One time I was backstage and talking to a guy whose cat was killed by heroin addicts, another time I was talking to a high organizer of the event about the myth of Sisyphus, and another girl approached me to talk about Plath’s fig tree. We talk about sexual harassment in those spaces and as someone who is part of the organization, we’re very careful with it, warning girls to raise their hands in the crowd to signal to security that they feel unsafe. We give away condoms, pads, and tissues, and always have food for those having a bad trip on drugs. We take care of each other. That’s what those spaces are for. It’s for losing yourself to the music however you want and we always take care of each other.
A subscriber once told me that going to techno bdsm raves went against my whole celibacy idea, and I disagree.

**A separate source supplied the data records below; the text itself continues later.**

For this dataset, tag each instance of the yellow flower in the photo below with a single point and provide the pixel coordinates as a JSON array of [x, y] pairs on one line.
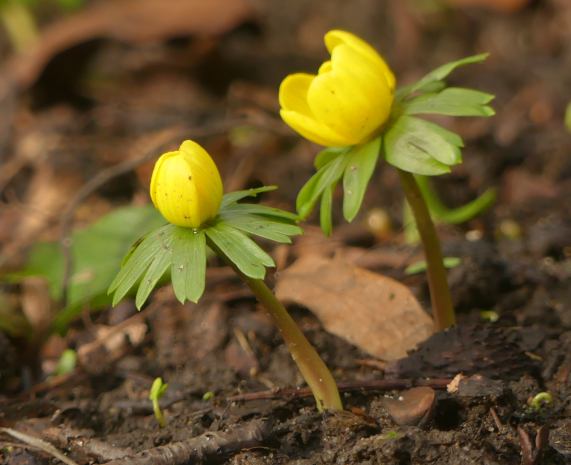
[[186, 186], [347, 101]]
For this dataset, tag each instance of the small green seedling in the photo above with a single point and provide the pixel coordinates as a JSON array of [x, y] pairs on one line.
[[489, 315], [540, 400], [208, 395], [158, 389], [66, 363]]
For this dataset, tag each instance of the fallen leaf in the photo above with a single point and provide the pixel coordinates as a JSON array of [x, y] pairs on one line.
[[413, 407], [502, 6], [129, 21], [377, 314]]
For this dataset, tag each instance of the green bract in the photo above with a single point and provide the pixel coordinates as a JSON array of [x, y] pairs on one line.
[[182, 251], [407, 142]]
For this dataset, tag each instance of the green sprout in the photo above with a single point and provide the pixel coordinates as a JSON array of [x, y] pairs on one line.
[[186, 188], [540, 400], [158, 390], [352, 107], [441, 213], [66, 363]]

I don’t go to those parties to fuck, and most people don’t, they go there to express themselves and feel free in their bodies, no matter their shape, and wear their sexiest lingerie and gags and chains for cis-guys. The idea when you go to techno parties, unlike regular clubs isn’t to hook up with a stranger, although it can happen, but it’s all about the music. It’s like going to a concert, you bring your friend or your lover, or go alone, and spend 6 hours dancing and chatting with people from different walks of life. You make friends you would’ve never imagined being friends with.
But partying alone, man there’s nothing like spending 2 hours lost to the music you chose, headbanging and dancing the way your body wants to dance, expressing itself in its purest form, getting more and more naked as sweat builds around your neck.
So here’s to party alone, please dance, whenever you feel like shit just dance it out, it helps so much with mental health. I’ve tried everything EMDR, hypnosis, you name it I’ve done it. But the only thing that helps when I feel this rush of energy through me is to dance it out. Whenever I feel such guilt or shame that I can’t get out of bed, I put on some hyperpop and dance it out alone in my bedroom.
So please, put on this playlist, put on your sports bra and pajamas, and dance, sing lyrics at the top of your lungs, dance like no one is watching, jump around, throw yourself on the floor, headbang, laugh because the world is burning and there’s so little we can do about it.
From Marseille with Love,
*vapes away*
reading this made me SO SO HAPPY! i am not a really big dancer myself but my god, i LOVE listening to my own playlists to give myself a rush. this was such an incredible read!!!